4 tips for finding the right skilled trades job in construction

By Riley SimpsonJune 02, 2021

In the past month, 119,000 new skilled trade jobs have been posted across the U.S., and recent grads can pick from many options to pursue careers in construction

In the past 30 days, 119,000 jobs in the skilled trade industry have been posted across the U.S. – adding to a total of 281,000 currently available jobs – and according to PeopleReady Skilled Trades, the timing of graduation season is perfect for the construction openings.

As the industry weathers the current labor shortage, skilled trade jobs are becoming more abundant: PeopleReady said the average number of job postings in the sector is up 46% from this time last year and up 32% from pre-Covid-19 levels.

And the jobs pay well, too, with the average hourly wage at $22.50 and the average annual salary at approximately $47,000.

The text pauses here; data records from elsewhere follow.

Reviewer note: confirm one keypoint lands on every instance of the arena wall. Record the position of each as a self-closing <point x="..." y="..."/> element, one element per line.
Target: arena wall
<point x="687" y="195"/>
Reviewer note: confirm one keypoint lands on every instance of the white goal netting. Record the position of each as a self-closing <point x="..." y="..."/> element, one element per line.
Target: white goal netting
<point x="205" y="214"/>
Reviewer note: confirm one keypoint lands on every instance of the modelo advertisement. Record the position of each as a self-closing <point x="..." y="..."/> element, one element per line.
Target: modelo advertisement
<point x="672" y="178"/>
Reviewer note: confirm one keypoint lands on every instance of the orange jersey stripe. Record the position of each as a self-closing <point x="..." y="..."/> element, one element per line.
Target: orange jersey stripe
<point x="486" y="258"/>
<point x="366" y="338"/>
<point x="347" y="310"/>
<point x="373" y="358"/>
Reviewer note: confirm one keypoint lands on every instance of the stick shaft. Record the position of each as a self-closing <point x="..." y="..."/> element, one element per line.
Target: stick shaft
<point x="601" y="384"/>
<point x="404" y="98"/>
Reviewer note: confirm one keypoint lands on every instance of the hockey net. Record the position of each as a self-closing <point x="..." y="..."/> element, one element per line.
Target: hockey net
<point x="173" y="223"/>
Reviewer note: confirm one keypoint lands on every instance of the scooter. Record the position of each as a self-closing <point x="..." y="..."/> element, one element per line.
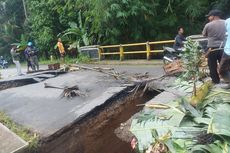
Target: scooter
<point x="170" y="54"/>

“What we see right now is a continued high demand for tradespeople, creating immediate opportunities for this year’s high school graduates to get on a solid career path right out of school,” said Jill Quinn, executive leader of PeopleReady Skilled Trades. “While most job sectors saw declines, jobs in the skilled trades grew during the economic downturn.”

Recently, Technical Education Magazine questioned the “bachelor’s degree or bust” mentality, as students and recent graduates have many opportunities to explore after school.

PeopleReady, a division of TrueBlue since 1987 that connects skilled workers with jobs, is among the many stakeholders in construction investing in workforce development and recruiting, especially during graduation season this summer.

The company offered the following tips for recent high school graduates considering the industry:

1. Complete your basic education: Getting a high school diploma or GED is critical because either is required by many jobs and apprenticeships

2. Select your specialty(or trade): For example, if someone is interested in metalworking, a career as a sheet metal worker, welder or millwright could be in the cards; for those who are undecided, working as a general laborer can help them find their interests

3. Seek training: After locking in a specialty, formal training is the next step, and there are many options: Apprenticeship programs, community college and other training opportunities are ways to learn a craft, and the Associated Builders and Contractors site is a good resource

4. Gain certifications: A technical school or community college can often help prospective skilled trade workers obtain the necessary certifications. For example, each step in the apprenticeship career path, from journeyman to master, requires additional classroom training and tests to level up

“With technical training, whether in a trade school or through an on-the-job apprenticeship, today’s high school graduates can have solid job security with very competitive pay for their entire career,” Quinn said.